Bu İçeriği Paylaş
Bazen hayatta öyle karşılaşmalar olur ki, hem de hiç tanımadığımız insanlarla, bir tek sözcük bile konuşmadan, birdenbire tek bir bakışla ilgilenmeye başlayıveririz.
(Dostoyevski, Suç ve Ceza)
Bu cümleyi okuduğumdan beri düşünüyorum. Köşeye sıkışmış hissettim kendimi. Elim yazmaya, dilim söylemeye varmadı ama aklımda tek hece, AŞK.
Göz göze gelince yüzümüzde iz bırakan kıvılcım.
Belli belirsiz ince bir gülümseme olur dudağımızın köşesinde. O anda aldığımız nefes derinlerde bir yerde gömülmüş duygularımızın tozunu üfler, ortaya çıkarıverir de şaşırırız elimizi kolumuzu nereye koyacağımızı. İsteriz ki ‘O’ da bizim gibi hissetsin. Hatta belli etsin.
İç konuşmalarımız başlar sonra. Kim acaba? Nasıl biri? Bizim gibi yaralı mı? Yaralarından öpeni var mı? Sonra susturmaya çalışırız içimizdeki sesi. ‘Bak işine’ deriz kendi kendimize ama nafile. O bakış gözlerden kalbe incecik sızı gibi yer etmiştir bir kere. Yeniden rastlaşır mıyız? Kim bilir?
İlk rastlaşmamız nerede ve ne zamansa, sonraki günler aynı yer ve zamanda orda olmak için vakit geçmek bilmez. Biz orda olacağımızı biliriz de ‘O’ gelecek midir? Bilinmez. Gelmediği günler umut bakiyesini ertesi güne aktarırız. Geldiği günlerse uzaktan görürüz adım adım yaklaşmasını. Kalp hızlanır, göz gülümser, içimiz sevinir de dışımız belli etmeden durur.

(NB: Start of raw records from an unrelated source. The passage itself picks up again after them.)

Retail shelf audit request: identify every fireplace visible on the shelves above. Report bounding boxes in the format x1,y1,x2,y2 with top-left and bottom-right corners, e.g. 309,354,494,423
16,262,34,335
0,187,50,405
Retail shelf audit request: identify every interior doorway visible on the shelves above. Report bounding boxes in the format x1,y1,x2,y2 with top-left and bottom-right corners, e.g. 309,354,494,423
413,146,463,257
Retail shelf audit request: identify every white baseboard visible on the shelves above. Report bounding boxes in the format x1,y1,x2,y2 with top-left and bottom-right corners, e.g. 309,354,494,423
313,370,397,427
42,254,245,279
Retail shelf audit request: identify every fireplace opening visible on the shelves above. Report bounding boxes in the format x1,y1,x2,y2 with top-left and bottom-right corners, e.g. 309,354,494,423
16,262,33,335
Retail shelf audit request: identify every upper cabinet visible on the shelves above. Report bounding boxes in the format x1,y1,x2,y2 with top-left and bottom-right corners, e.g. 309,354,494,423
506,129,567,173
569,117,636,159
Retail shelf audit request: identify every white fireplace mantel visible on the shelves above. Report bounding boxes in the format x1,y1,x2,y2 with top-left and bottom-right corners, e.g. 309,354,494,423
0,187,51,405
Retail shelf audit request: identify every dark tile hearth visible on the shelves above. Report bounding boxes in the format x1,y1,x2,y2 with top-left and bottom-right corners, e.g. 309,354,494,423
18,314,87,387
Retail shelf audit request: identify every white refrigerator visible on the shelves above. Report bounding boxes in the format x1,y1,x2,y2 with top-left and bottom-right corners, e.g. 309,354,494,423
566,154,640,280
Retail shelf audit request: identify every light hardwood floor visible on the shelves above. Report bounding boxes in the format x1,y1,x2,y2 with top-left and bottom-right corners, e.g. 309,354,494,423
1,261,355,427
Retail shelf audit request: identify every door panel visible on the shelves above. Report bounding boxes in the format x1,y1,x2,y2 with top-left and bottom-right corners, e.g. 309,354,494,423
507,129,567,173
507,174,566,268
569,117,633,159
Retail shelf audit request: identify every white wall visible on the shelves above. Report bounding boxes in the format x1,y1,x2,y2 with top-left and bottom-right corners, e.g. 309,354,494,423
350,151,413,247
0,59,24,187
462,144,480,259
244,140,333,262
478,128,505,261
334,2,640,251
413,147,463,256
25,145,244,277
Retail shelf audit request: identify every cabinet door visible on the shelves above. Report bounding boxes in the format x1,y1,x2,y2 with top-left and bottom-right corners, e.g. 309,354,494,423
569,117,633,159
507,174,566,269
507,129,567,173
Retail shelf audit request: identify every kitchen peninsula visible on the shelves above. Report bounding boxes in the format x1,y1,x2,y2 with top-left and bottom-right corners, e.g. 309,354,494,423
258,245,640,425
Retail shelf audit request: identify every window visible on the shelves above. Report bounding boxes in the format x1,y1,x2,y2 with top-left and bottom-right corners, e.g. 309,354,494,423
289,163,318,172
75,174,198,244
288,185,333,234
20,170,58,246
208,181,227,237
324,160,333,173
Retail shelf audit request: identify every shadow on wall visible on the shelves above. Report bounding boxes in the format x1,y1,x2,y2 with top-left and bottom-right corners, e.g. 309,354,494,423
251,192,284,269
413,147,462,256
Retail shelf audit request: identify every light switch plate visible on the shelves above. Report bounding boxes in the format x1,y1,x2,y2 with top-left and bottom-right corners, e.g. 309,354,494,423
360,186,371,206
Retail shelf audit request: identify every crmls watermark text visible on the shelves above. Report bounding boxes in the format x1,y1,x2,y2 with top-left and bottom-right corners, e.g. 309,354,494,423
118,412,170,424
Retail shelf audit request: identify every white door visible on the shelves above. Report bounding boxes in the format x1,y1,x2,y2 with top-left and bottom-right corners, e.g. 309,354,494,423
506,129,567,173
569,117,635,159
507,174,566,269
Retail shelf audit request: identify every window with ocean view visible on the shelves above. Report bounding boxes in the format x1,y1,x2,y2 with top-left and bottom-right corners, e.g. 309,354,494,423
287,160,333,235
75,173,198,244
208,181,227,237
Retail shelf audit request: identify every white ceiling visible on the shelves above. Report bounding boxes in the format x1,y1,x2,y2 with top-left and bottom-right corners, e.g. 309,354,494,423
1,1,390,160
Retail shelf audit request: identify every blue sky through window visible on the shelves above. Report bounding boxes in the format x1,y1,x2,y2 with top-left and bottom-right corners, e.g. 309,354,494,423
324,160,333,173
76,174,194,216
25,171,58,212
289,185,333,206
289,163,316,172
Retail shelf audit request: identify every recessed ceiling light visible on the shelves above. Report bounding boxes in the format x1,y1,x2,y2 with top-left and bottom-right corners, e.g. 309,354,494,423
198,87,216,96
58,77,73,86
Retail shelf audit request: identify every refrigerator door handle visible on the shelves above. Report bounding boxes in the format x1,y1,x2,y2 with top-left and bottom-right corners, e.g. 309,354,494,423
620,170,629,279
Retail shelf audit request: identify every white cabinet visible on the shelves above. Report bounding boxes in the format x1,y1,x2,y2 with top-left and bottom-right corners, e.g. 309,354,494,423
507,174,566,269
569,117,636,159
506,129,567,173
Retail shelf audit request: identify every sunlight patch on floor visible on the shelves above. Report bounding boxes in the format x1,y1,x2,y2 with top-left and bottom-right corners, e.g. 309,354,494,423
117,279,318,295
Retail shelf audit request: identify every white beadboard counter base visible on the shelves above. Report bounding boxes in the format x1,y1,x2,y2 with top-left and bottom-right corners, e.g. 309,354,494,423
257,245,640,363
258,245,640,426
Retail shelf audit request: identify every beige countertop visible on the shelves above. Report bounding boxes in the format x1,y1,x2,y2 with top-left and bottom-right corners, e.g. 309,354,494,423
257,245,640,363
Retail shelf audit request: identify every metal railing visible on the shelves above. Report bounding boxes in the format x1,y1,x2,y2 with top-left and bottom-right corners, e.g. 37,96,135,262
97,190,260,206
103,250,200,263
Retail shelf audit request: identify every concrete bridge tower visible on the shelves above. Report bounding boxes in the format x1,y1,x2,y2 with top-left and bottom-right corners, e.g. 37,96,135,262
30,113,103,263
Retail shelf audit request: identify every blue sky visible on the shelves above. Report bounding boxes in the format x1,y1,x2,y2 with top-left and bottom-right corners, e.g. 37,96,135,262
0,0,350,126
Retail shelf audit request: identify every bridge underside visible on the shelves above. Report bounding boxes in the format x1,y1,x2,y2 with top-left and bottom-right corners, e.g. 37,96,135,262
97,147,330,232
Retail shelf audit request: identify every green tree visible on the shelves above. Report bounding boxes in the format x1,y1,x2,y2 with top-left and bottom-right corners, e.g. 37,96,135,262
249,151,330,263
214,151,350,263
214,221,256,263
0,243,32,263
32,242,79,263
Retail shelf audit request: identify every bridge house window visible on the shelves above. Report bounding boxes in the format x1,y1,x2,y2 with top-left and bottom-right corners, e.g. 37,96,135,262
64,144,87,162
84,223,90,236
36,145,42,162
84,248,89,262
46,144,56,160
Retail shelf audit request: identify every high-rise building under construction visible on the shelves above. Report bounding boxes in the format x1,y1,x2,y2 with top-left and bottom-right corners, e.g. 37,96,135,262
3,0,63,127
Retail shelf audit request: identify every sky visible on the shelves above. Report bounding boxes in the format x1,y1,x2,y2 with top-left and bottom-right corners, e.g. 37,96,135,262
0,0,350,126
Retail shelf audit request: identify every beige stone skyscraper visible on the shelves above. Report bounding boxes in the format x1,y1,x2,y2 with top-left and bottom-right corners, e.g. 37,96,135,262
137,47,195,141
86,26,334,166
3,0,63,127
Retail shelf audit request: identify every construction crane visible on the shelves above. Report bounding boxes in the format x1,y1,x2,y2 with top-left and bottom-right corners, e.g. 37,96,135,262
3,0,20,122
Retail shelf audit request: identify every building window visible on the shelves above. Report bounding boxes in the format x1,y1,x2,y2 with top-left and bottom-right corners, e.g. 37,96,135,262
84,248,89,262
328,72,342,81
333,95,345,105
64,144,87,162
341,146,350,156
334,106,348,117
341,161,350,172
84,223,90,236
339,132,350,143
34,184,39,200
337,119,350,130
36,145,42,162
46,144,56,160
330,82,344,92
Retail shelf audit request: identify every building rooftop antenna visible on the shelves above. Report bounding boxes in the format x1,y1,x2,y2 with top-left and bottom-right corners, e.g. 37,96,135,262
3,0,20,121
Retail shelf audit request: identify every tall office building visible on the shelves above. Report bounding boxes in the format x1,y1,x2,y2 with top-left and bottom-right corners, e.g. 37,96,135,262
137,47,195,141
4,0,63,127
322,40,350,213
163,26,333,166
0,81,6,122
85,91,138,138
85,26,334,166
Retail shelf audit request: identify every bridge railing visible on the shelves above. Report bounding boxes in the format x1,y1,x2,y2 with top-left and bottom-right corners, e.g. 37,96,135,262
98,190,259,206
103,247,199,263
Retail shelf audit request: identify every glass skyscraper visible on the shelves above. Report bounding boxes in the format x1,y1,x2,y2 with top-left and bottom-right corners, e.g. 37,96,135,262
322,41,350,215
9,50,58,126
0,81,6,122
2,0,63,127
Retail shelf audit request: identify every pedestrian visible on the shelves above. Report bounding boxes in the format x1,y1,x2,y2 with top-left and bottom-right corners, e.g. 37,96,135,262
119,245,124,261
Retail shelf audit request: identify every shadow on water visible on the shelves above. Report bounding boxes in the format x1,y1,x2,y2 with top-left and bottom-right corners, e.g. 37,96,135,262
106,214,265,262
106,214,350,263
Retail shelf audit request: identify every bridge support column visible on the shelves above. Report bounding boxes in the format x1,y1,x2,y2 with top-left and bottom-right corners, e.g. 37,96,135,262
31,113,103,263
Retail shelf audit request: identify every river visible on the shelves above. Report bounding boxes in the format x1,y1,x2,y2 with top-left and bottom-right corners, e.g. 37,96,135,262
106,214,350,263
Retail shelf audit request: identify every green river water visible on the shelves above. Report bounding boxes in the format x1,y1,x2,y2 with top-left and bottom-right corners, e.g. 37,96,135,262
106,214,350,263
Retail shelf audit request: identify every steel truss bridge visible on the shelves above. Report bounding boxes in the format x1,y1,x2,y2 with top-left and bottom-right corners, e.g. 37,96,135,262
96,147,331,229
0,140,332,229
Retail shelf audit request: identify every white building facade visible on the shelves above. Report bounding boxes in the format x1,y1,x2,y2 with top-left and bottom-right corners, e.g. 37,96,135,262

Günler hatta aylar geçer algoritmasını çıkarır, ezberleriz. Şu saatte şurada olacak, bugün gelmeyebilir gibi… Kulak misafiri olup konuşmaları dinler fikir edinmek isteriz, derleyip topladığımız her bir veri yerli yerine konmayı bekleyen puzzle parçası gibidir.
Yıllarca katman katman ördüğümüz görünmez duvarın ardından izleriz. Rapunzel gibi ama bu sefer kendi kendimizi hapsetmişizdir.
Peki modern çağın Rapunzel’i olan bizi kim kurtaracak?
Görünürde ne bir kale vardır ne duvar. Sadece duvar gibi duruşun ardında sevgiyle atan kalp, sesini kulaklarımızda duyurur. İsteriz ki ‘O’da duysun ama nasıl?
Bir merhaba çıkmaz, çıkamaz ağzımızdan. Boğazımız düğümlenir, yutkunur kalırız. İzleriz öylece. İçtiği sigaranın izmaritini yere atmayıp çöp kutusunda söndürüşünü, aylarca rastlaşıp da ne bize ne başkalarına rahatsız edici bakışı, tavrı olmayışını, yardım isteyenlere nezaketle yardım edişini duvarlarımızın ardından izleriz.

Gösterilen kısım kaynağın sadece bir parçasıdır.